Representation matters. So does tact.
For example, like many fashion retail companies, Minor said, Bandier greatly lacked diversity when she joined 18 months prior. Leadership tapped Minor to speak with leaders about Juneteenth and fill in cultural gaps.
Because of the antiracism conversations that were kindled two years ago, more little-known Black history came to light. Those who did know, Minor said, didn’t gain that knowledge from K-12 social studies classes. That history lesson came from Black parents or was unearthed in college.
Building on the work of summer 2020, Minor’s goals aren’t just about making Bandier more multicultural. She also wants her workplace to be supportive of its growing, diverse community.
Along with giving employees the day off, Minor said the athleisure brand celebrates mainly in how HR builds out its team. She juxtaposes this approach against Walmart’s Juneteenth recent controversy.

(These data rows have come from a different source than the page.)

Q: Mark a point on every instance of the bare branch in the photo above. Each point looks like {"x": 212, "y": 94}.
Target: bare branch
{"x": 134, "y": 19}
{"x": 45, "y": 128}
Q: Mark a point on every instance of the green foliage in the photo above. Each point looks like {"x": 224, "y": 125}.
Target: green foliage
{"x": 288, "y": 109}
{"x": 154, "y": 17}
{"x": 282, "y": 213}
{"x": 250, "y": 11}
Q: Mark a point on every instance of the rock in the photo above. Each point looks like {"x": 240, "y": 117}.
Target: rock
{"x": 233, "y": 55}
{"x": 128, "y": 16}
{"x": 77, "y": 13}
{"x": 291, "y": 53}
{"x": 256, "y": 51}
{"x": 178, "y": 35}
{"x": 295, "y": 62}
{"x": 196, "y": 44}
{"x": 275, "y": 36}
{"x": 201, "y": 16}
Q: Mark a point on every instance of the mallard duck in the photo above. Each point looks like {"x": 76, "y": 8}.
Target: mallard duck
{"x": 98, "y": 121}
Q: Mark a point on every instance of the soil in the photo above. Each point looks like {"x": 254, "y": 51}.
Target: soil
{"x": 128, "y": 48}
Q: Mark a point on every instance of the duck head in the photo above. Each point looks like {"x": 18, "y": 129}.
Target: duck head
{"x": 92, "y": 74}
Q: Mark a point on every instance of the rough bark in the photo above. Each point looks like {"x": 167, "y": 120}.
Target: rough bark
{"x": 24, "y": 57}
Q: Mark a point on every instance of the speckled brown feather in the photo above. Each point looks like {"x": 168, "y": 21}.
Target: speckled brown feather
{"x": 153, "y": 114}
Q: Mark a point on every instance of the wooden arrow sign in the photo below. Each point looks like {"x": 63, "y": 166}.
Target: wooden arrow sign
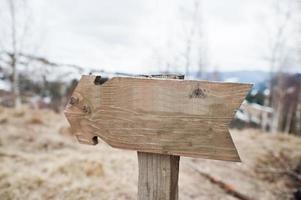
{"x": 175, "y": 117}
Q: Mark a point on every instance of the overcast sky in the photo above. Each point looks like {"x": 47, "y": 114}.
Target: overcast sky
{"x": 140, "y": 36}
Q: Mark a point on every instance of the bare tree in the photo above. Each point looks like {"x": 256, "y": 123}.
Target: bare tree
{"x": 279, "y": 59}
{"x": 194, "y": 47}
{"x": 16, "y": 24}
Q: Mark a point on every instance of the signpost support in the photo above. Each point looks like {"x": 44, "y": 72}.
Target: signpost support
{"x": 158, "y": 176}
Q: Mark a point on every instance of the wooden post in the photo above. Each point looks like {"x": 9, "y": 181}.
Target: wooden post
{"x": 158, "y": 173}
{"x": 158, "y": 176}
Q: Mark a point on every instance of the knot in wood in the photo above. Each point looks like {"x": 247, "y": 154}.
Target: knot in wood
{"x": 74, "y": 100}
{"x": 86, "y": 109}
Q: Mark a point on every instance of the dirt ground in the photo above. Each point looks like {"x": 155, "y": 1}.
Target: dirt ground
{"x": 40, "y": 160}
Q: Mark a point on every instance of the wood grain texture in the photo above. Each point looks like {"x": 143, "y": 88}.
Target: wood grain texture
{"x": 175, "y": 117}
{"x": 158, "y": 176}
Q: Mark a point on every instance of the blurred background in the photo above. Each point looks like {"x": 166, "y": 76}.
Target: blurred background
{"x": 45, "y": 46}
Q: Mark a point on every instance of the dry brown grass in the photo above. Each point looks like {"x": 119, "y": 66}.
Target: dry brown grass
{"x": 35, "y": 120}
{"x": 37, "y": 161}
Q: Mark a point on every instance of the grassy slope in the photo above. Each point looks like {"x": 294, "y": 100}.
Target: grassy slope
{"x": 38, "y": 161}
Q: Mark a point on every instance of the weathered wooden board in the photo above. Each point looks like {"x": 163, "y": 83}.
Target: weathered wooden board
{"x": 175, "y": 117}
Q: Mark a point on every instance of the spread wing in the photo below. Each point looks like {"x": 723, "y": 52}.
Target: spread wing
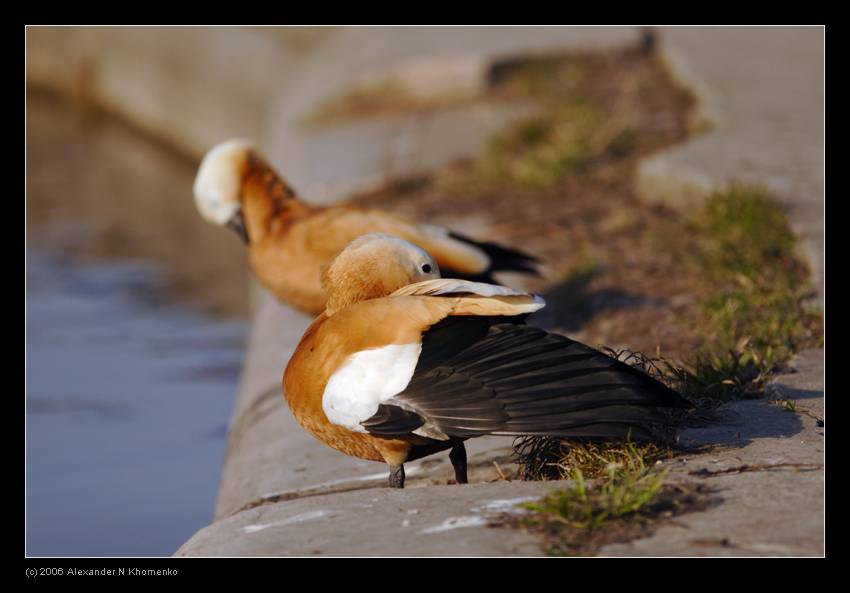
{"x": 482, "y": 375}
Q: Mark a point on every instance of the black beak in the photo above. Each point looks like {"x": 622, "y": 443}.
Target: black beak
{"x": 237, "y": 223}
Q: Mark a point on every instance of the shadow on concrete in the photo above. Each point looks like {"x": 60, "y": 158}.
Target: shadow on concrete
{"x": 741, "y": 423}
{"x": 573, "y": 303}
{"x": 788, "y": 392}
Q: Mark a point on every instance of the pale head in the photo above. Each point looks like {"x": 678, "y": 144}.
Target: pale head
{"x": 374, "y": 266}
{"x": 219, "y": 180}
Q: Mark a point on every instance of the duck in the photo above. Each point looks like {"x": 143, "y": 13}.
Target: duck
{"x": 404, "y": 363}
{"x": 289, "y": 241}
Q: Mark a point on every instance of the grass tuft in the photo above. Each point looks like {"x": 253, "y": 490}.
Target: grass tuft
{"x": 625, "y": 486}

“Retailers can be the worst. I've been in this industry for so long. They can just be the worst because they see a marketing or merchandising opportunity at every turn,” Minor said of the ice cream debacle.
“It's not like every Black person on the 19th of June has a cookout — like I've never been to a Juneteenth cookout. I've been to cultural celebrations,” she said. “What would make you think that you should make money off of those people who are celebrating their legal freedom?”
Equity is a year-round commitment
Malia Lazu, a lecturer in Technological Innovation, Entrepreneurship, and Strategic Management at MIT’s Sloan School of Management, said that Juneteenth is “becoming a tentpole for corporations to market their equity missions to a Black audience.” While the ice cream was laugh-worthy, she explained over the phone to HR Dive, it’s indicative of a Juneteenth growing pain: with more awareness of the holiday comes more performative allyship.
“If anyone had asked Black people how they would like corporations to respond, I don't think a Juneteenth holiday would have been the first thing,” she continued. Now, from her perspective, Black people are forced to operate within and around that framework. “Juneteenth doesn't help corporations take diverse hiring slates more seriously,” Lazu continued. “The Juneteenth holiday doesn't provide a third party outside audit of DEI efforts.”
Throughout her conversation with HR Dive, Minor expressed her belief that companies should seek to make their Juneteenth acknowledgements more expansive. “It's not just on June 19. Great, it's a national holiday,” she said dryly. “So you'll give your employees a day off. But make a commitment to it every day.”
Lazu also echoed Minor, emphasizing that companies should continue to have historical discussions around the holiday’s origins and give people a day off. “But really do something structural and make that the day you move the needle around DEI in your company. Because Juneteenth is a really sacred holiday for a lot of Black people. It’s what we did for our freedom.”